Volunteer Family - Identification and Consent
From the three interviews carried out by use of the BNI and MI techniques, the participants acknowledged the reality of social misconduct, a scenario that resulted in family instability and disagreement. The methods employed proved welcoming and motivating to the participants as they responded positively to the line of questioning in addition to their active, encouraging reports. In making the techniques more effective, the participants were taken through precise reasons as to why their conduct and addiction was unbecoming and called for necessary behavioral change. According to Simmons et al., (2008), involving the participant or patient directly is critical to the success of the Brief negotiated interview. Brief Negotiated Interview entail carefully structured questions and answers that aim at initiating a change mentality in the patient.
The three participants/patients, Stacy Morales, Mariah Morales, and Brian Morales, all Hispanias, were carried out under the guidance and motivational interviewing modus operandi that aimed at getting the best out of the patients. It is no doubt that from the initial stages, the participants were reluctant and unable to come to terms with the honest and non-judgmental environment set for the interviews. Through and by use of simple questioning, storytelling, sharing, and behavior change techniques, the patients gradually adopted the methods and line of questioning that helped all through the motivational interview. Despite the reluctance in the initial stages of the interviewing, the patients came to learn and appreciate the friendly and professional approach taken by the social worker. The volunteer family acknowledged the fact that they all had social problems that stem from substance addiction and alcoholism. The addictions were gradually taking the toll on other family members and affecting their daily functioning.
After the volunteers had settled for the line of questioning and sharing, they adopted a relaxed and comfortable position to cooperate with the social workers, especially in response the need to make changes to their lifestyle. The carefully phrased questions opened up the participant's response towards acknowledging the fact that their behaviors were affecting other members of the family. While the social worker did not offer a direct solution to the problem of alcoholism, the carefully phrased questions enabled the volunteer to adopt a mentality of change, an intentionally designed technique that opened up the volunteer to initiate change on their own. McGoldrick et al., (2008), insist that it is critical to offer the patient the opportunity to come up with the solution instead of the social worker making the proposal to a solution or a behavioral change. The patients came forth with the idea of wanting to make a change in their lifestyle, adapt to a different way of life, and conform to the familys expectation and way of daily living. According to Congress (2005), accepting one's condition and behavior is a paramount part of the entire interview exercise. They observed that their conduct was unbecoming and calls upon personal behavior change. Without pinpointing to a definite difference the volunteers preferred, the social worker led the volunteers to empower them to make the final decision on adopting a different lifestyle and abandoning their current way of life. It is no doubt that the interviewing led the patient to make the decision, and at the same time, intentionally opened up the need for a change.

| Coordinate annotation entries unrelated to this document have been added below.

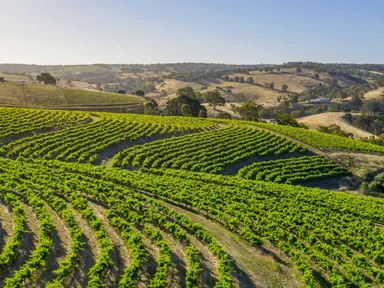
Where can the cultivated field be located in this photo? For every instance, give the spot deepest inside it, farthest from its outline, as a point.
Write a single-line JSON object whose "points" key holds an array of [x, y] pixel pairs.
{"points": [[326, 119], [92, 199], [33, 94]]}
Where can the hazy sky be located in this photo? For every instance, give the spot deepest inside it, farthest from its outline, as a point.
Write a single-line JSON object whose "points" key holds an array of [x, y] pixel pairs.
{"points": [[215, 31]]}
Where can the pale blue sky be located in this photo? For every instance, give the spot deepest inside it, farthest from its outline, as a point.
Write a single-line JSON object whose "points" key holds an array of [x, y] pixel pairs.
{"points": [[215, 31]]}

Apart from a few instances that the volunteers were reluctant to take responsibility for their actions, the interview proceeded without verbal confrontation as the participants gradually and comfortably took up the cue to offer and share how they would like to initiate change and make a difference in their livelihood. To an extent, the session provided the patients an opportunity to empower themselves towards effective decision making and formulation of a practical strategy to initiating behavior change and adopting new measures to confronting unbecoming social behaviors such as alcoholism and substance abuse. The entire session and interview proved very successful as the participants acknowledged that they indeed needed to make changes in their habits.

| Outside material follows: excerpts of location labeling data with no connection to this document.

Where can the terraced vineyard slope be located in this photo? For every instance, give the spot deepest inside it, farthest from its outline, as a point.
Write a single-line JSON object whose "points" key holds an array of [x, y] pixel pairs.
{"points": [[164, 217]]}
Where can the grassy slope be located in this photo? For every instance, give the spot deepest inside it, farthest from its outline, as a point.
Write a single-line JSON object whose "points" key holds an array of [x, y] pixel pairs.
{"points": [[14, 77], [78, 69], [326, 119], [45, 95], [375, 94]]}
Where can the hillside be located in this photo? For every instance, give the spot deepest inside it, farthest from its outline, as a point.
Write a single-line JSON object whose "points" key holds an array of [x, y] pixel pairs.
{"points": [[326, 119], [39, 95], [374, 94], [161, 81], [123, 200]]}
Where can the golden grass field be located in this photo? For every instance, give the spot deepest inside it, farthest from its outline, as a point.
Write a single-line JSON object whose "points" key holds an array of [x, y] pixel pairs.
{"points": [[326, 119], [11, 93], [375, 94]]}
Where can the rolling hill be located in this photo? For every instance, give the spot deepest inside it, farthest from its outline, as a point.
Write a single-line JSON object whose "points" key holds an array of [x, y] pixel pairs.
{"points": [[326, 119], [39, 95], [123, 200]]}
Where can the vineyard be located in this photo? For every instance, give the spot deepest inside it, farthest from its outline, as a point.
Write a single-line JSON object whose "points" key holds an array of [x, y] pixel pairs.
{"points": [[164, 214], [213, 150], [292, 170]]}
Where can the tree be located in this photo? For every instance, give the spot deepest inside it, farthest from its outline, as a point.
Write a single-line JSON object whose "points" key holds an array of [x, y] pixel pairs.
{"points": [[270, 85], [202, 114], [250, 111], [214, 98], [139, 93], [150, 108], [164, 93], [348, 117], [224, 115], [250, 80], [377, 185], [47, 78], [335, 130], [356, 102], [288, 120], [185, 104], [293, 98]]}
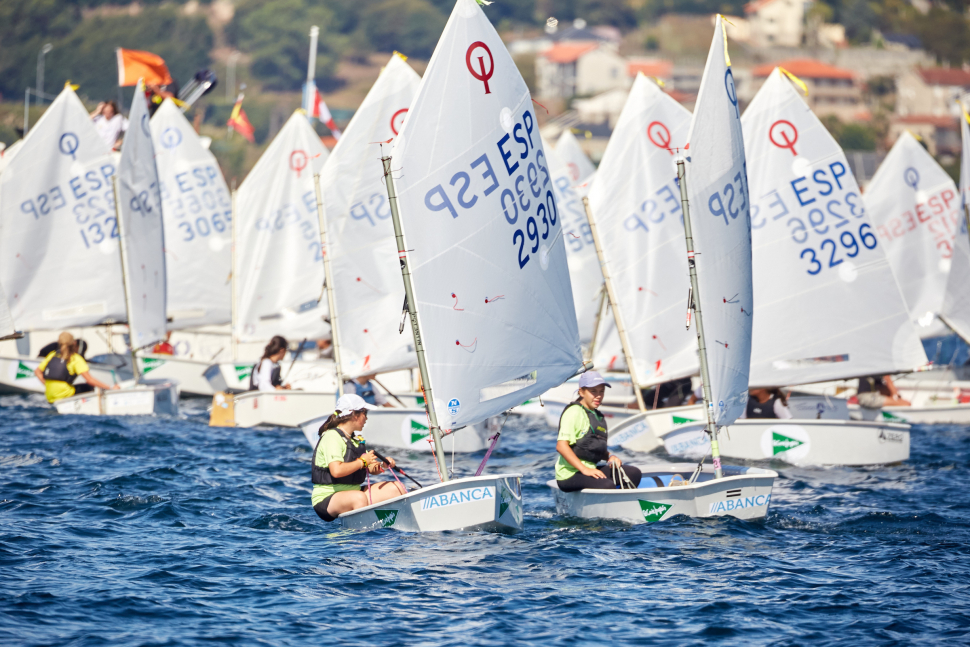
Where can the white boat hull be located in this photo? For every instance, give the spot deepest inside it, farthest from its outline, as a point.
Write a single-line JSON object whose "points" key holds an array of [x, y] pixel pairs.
{"points": [[408, 429], [17, 374], [953, 414], [189, 374], [153, 398], [281, 408], [490, 503], [799, 442], [743, 492]]}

Congress, E. P. (2005). Cultural and ethical issues in working with culturally diverse patients and their families: The use of the Culturagram to promote culturally competent practice in health care settings. Social Work in Health Care, 39(3-4), 249-262.
McGoldrick, M., Gerson, R., & Petry, S. S. (2008). Genograms: Assessment and intervention. WW Norton & Company.
Simmons, C. S., Diaz, L., Jackson, V., & Takahashi, R. (2008). NASW cultural competence indicators: A new tool for the social work profession. Journal of Ethnic & Cultural Diversity in Social Work, 17(1), 4-20.